As black rain began to fall from the sky after the bomb hit, MacCarthy thought the world was ending – but he survived, and made it back to his home in Castletownbere.

“It’s very hard to believe that it actually happened, that any of it happened, let alone to my father,” MacCarthy’s daughter Nicola says in the TV3 documentary, which will air on Monday. “It was always very difficult when he was alive to actually believe that he had been through that and come out relatively unscathed.”

MacCarthy had joined the RAF at the age of 28 when World War II began and served as a medical doctor.

He had volunteered for service in Asia as the Japanese took control of Singapore, but he was captured in Java and moved to the brutal camp in Nagasaki, which was attached to the Mitsubishi Steel and Iron Works in the city.

In the camp, MacCarthy endured torture, severe starvation, beatings and forced labour.
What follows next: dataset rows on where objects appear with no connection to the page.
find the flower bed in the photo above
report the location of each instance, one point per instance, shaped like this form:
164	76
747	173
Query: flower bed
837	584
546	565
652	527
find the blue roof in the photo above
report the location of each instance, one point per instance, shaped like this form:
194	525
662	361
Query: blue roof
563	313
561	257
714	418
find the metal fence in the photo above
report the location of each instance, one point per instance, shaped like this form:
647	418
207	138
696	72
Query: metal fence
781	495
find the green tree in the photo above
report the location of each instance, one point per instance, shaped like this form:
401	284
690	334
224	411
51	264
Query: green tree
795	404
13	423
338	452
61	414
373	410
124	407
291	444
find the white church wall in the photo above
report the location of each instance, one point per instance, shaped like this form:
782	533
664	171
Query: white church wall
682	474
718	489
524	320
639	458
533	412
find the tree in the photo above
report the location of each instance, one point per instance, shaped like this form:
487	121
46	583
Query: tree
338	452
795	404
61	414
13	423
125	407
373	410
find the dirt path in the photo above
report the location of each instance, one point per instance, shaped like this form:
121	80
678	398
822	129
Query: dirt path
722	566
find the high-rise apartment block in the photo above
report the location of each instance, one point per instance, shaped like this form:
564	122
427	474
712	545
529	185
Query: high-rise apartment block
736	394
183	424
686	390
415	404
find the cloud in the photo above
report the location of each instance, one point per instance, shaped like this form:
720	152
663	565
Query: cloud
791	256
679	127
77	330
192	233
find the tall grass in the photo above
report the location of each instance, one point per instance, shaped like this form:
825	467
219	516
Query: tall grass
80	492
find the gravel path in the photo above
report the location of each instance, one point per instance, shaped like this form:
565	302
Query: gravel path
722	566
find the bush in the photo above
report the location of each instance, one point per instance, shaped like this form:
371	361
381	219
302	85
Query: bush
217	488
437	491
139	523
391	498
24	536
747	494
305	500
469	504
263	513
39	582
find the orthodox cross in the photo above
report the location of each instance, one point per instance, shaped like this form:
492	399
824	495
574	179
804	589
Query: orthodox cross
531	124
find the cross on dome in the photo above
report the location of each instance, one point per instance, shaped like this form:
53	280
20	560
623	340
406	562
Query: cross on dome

When the war ended, the commander of the camp presented MacCarthy with a samurai sword, which has been mounted on the wall of his family’s pub in west Cork ever since.

Thousands of Irish men fought for the British allies in World War II with Ireland choosing to officially remain neutral in the six-year conflict.

A Doctor’s War will air on TV3 on Monday night at 10pm. It features audio recordings of interviews with the late Dr MacCarthy and interviews with his two daughters.